Reffitt’s case presents a major test for the Justice Department, as the result could impact hundreds of other alleged rioters who are weighing whether to similarly take their cases to trial or enter into plea deals with the government.

Nestler said in his opening statement that the government plans to play audio recorded prior to the attack of Reffitt talking about what he planned to do to lawmakers upon storming the Capitol.

“We’re taking the Capitol before the day is over, ripping them out by their f***ing hair, every f***ing one of them,” Reffitt says in one of the audio clips. “I just want to see Pelosi’s head hitting every f****ing stair on the way out, and Mitch McConnell too … I’m packing heat and I’m going to get more heat and I am going to that building and I am dragging them out.”

In his brief opening statement, Reffitt’s attorney, William Welch III, said there was no evidence showing Reffitt assaulted anyone and that Reffitt’s statements to his family and others amounted to little more than hyperbole.

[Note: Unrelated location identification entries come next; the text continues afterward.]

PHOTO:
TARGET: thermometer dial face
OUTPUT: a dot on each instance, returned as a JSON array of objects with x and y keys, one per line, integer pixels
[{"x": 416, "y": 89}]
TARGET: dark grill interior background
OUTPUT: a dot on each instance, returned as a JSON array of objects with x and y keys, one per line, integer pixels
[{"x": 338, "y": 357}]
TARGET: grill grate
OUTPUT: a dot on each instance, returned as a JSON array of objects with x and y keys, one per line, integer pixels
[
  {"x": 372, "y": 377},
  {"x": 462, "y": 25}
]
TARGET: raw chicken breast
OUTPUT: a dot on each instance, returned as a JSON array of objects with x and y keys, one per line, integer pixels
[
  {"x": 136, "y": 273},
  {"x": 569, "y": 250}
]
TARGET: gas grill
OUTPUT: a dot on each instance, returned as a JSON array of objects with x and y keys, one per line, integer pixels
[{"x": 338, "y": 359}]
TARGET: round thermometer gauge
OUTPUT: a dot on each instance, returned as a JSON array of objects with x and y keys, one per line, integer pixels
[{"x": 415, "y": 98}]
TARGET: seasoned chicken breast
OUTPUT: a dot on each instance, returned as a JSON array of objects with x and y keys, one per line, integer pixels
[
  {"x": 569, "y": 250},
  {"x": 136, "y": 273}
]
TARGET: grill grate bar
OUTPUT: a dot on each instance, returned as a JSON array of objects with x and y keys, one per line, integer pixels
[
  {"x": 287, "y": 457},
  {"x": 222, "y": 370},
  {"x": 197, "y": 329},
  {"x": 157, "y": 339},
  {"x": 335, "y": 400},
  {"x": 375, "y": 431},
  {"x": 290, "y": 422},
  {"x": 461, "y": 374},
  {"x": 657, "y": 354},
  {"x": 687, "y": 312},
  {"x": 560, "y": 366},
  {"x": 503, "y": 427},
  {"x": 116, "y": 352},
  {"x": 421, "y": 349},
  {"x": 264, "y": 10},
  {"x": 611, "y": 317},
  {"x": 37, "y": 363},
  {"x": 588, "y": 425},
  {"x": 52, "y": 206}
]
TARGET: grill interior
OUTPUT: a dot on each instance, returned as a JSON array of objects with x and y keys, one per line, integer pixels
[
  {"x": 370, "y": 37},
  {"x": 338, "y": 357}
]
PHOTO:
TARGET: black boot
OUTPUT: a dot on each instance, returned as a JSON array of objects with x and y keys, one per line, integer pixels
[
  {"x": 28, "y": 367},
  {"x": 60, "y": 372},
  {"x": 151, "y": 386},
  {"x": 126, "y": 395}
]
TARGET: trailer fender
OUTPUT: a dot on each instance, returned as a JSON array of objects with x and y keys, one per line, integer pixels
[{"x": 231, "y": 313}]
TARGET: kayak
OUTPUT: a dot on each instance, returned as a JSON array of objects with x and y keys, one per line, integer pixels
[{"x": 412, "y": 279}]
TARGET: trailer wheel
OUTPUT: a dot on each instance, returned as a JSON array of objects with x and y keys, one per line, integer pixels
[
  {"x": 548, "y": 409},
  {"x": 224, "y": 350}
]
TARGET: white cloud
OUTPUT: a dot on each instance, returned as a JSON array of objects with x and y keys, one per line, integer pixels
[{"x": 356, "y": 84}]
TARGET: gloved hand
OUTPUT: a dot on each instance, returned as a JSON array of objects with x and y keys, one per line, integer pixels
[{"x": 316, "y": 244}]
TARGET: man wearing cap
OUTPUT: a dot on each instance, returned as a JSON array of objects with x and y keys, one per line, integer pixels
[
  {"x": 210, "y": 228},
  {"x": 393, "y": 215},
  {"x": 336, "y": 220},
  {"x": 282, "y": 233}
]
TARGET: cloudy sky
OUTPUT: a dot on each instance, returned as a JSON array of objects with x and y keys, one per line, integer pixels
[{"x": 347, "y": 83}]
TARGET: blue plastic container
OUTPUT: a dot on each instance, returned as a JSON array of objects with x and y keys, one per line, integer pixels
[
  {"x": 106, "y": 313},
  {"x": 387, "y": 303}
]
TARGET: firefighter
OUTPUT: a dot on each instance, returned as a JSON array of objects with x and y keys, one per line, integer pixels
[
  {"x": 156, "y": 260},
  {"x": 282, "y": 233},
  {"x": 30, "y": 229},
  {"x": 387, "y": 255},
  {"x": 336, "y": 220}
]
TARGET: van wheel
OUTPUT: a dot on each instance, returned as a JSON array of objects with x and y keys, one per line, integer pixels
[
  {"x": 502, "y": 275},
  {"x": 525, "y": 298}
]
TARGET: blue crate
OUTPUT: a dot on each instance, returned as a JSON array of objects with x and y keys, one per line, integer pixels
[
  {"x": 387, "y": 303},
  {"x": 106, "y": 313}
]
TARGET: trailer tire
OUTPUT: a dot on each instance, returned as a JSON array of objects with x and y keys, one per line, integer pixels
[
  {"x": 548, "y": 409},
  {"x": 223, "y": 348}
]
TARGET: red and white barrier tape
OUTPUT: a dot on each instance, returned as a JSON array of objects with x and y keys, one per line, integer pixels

“Guy does brag, he exaggerates, and he rants — he uses a lot of hyperbole and that upsets people,” Welch said. “The evidence will show that this case was a rush to judgment.”

“Guy Reffitt did not enter the Capitol,” Welch said. “He did not break anything, he did not take anything.”

Following two days of jury selection and one-on-one question-and-answer sessions with more than four dozen Washington, D.C., residents, 12 jurors and four alternates were selected for the trial, including nine men and seven women. Their backgrounds range from a NASA employee and a natural-gas industry lobbyist to an analyst with the Pentagon and a wood crafter who works with the federal agency that maintains the Capitol complex.

Judge Dabney Friedrich acknowledged that “virtually every juror” would have some view of the assault on the Capitol, but said the goal of the jury selection was to find residents who could legitimately separate their personal feelings about the attack from the question of Reffitt’s guilt or innocence.

In a recent filing, prosecutors said they expect to call 13 witnesses in Reffitt’s trial, including representatives from Capitol Police, the FBI and the Secret Service, as well as a counsel to the Secretary of the Senate, Reffitt’s son and daughter, and a fellow member of the Three-Percenter militia who traveled with Reffitt to D.C. and has been granted immunity for his testimony.

Reffitt spoke to ABC News from jail in December, saying, “This has been disastrous for me and my family, especially for my girls, my son — actually, all of my family.”

He also said he believes he’ll be exonerated at trial.

“It’s not that hard to prove that I didn’t do anything,” Reffitt said. “It should be pretty easy.”

After nearly 14 months of evidence-gathering, more than 750 people have been arrested on federal charges connected to the riot, and investigators say they are continuing to seek hundreds more who are suspected of participating in the violence that occurred that day.